Pegasus Therapeutics seeks to develop and test device prototype for Kawasaki Disease diagnosis

Monday, March 16, 2015

By the time Aubry Shackelford's five-year-old daughter was diagnosed with Kawasaki Disease, the virus had already extensively damaged her heart.

The disease, which affects an estimated 4,000 US children under the age of five annually, causes inflammation in the walls of medium-sized arteries throughout the body.

For Shackelford's daughter, Allison Shachelford, and for potentially thousands of others who don't receive the right diagnosis in time, the disease left two giant aneurisms in her right and left coronary arteries, an issue that can cause clots, heart attack or angina.

The problem prompted Shackelford, an engineer, and Dave Rezac, a medical device engineer who happens to be Allison's uncle, to create a dissolvable artery stent, suited for children's growing bodies but stable enough to allow the aneurism to heal.

"It's spring boarding off of some current state-of-the-art technologies," Rezac said.

The company, called Pegasus Therapeutics, is seeking $50,000 from IndieGoGo for the technology, a tactic they said will help them build and test the prototype.

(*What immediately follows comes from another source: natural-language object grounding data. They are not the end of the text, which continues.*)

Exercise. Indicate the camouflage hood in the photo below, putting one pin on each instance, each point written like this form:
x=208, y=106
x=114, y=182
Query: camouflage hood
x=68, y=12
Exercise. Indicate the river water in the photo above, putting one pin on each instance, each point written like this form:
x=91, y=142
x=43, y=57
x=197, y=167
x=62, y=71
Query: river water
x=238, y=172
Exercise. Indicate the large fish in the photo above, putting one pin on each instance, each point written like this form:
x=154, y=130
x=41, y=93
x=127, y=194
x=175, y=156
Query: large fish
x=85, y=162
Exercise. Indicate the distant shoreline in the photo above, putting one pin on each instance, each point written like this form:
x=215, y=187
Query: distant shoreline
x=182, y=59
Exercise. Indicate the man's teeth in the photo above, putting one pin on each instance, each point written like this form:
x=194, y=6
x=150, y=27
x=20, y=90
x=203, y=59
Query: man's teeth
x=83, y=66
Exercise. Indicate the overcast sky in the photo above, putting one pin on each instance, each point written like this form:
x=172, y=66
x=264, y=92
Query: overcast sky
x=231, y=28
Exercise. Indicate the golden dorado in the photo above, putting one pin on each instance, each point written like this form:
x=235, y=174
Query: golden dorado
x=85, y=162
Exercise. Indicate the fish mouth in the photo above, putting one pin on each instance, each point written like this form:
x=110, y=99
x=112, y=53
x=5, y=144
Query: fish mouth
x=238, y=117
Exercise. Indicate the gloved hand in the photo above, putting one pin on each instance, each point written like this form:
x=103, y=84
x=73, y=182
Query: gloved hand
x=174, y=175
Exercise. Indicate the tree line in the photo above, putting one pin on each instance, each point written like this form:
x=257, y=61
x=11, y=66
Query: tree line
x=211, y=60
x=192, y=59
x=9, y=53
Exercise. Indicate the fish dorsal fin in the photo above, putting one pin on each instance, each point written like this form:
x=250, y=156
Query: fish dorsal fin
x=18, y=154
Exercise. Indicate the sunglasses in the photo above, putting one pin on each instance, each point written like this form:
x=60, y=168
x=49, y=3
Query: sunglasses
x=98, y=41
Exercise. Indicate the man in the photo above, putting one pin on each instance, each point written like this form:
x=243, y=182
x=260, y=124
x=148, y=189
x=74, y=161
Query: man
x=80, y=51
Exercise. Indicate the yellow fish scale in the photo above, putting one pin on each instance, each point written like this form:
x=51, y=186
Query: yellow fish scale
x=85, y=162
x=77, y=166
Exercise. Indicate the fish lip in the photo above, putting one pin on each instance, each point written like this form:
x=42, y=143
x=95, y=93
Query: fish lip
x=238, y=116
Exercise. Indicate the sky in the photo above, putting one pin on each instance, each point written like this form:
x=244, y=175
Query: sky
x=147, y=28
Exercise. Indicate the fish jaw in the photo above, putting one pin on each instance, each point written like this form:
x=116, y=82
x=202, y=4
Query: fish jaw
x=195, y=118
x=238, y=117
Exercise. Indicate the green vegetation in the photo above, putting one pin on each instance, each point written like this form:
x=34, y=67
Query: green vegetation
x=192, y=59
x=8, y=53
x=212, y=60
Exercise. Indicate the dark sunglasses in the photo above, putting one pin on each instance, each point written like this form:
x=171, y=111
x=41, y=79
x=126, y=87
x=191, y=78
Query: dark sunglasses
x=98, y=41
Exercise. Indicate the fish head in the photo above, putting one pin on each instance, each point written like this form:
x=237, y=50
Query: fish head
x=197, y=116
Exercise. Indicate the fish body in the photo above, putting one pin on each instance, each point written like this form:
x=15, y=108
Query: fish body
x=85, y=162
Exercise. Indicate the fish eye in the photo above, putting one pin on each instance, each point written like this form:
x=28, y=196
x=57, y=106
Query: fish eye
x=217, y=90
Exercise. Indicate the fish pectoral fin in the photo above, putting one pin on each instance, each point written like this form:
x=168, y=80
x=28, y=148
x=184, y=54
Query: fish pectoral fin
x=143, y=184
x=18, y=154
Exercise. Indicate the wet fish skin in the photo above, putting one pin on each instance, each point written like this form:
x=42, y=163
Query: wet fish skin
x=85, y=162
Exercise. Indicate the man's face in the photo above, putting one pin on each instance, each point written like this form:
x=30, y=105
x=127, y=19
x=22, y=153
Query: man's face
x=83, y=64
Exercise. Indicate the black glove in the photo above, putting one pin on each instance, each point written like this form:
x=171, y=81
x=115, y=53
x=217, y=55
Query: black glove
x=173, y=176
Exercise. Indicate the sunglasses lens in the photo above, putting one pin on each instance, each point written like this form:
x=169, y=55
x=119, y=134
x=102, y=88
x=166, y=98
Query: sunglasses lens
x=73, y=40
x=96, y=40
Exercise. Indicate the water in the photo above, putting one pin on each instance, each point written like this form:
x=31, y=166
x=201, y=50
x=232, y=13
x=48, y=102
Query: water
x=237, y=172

So far, the company has fundraised $18,416, with over a month left in the fundraising timeline.

Doing the ground work will help Pegasus build a more marketable device to larger companies, but will also allow the network of people Shackelford has met to contribute to the cause.

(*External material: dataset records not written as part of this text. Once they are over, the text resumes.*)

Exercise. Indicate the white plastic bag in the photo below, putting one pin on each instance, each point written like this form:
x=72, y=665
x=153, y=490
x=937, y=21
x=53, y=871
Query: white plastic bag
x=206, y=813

Though the technology is build on the backs of bigger medical device manufacturers, including Abbot and Covidien, Rezac said the intricacies of this particular device is patentable. Two provisional patents are pending.

Success would mean kids like Shackelford's own could have a less invasive procedure than bypass surgery, which involves bypassing the aneurism and rerouting the artery.

Without this option, Shackelford and his family are monitoring now seven-year-old Allison, and training all family members in CPR should Allison have a heart attack.

"Ultimately, we want to get it to market safely and as fast as possible," Rezac said. "It could benefit a lot of kids but be translated to a lot of other technology to the benefit of adults."